In the eight dry days leading up to the snowstorm, Atticus and I were there three times because I just couldn't get my fill of that place. Once we were there at dawn, once at midday, and another at dusk. One of the days it was sunny and the enchantment didn't feel quite as strong. To appreciate that forest you need a windy, dark day. So we returned to see it in its various shades of light. It reminds me, as it always will, of the journey of life. From birth to death. Yes, it can be lonely and dismal, but it also reminds me that I'm alive. So when the world gets so crazy I feel numb and need to be reminded to breathe, or something as sinfully senseless as what just happened in Arizona takes place, I need to feel nature all around me. I need to remind myself of the cycle of life and the magic of that journey. So I return, as I imagine I always will.

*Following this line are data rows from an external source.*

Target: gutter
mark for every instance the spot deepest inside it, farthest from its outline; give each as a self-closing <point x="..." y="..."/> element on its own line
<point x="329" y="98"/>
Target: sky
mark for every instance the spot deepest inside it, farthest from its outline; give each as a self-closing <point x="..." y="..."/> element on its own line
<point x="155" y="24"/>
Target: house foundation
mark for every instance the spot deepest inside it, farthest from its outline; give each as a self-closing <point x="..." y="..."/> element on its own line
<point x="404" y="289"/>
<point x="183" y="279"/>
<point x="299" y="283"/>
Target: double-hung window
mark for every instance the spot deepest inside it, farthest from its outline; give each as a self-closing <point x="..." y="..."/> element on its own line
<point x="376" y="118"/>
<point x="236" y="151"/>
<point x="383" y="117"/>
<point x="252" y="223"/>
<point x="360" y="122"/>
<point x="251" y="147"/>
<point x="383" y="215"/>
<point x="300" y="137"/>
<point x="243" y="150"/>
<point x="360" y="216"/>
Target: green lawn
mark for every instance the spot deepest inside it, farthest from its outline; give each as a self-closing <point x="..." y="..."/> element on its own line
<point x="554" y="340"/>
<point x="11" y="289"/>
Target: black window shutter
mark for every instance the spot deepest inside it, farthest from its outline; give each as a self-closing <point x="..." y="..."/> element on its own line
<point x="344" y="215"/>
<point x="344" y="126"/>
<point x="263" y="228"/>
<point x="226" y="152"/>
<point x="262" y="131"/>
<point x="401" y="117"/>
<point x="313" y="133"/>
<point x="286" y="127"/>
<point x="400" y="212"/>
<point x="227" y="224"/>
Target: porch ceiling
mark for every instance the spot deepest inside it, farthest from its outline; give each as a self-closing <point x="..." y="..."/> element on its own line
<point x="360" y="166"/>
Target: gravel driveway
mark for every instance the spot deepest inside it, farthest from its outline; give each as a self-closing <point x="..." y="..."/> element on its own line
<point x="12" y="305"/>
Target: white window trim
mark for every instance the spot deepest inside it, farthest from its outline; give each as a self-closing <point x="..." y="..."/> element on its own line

And please don't tell those chasing the "Grid" this, for they would surely think me appalling - but I've been there far more than twelve times.


Dave Olson said...

Yes! I know exactly what you're talking about. For some reason I'm drawn to the stretches beteen mountains. Two of my other favorite spots are the Lend-a-Hand trail between Hale and the Zealand Hut and the Willey Range Trail between Field and Willey (where I actually stopped to take a nap two years ago).

Thomas F. Ryan said...

I like those spots as well, Dave. They are very special. And wait until you get to the Sleepers. Try to do a traverse over the Tripyramids over to Whiteface and Passaconaway. The Sleepers are amazing. More moose than people. And with a name like "Sleepers" I imagine they would be a fine place for a nap as well!

LM said...

Ah, wow I was quoted, that is a first for me. Thanks Tom.

Thomas F. Ryan said...

This is actually my column for this week's Northcountry News so you are doubly quoted. (BTW, my editor at NCN loved your quote.)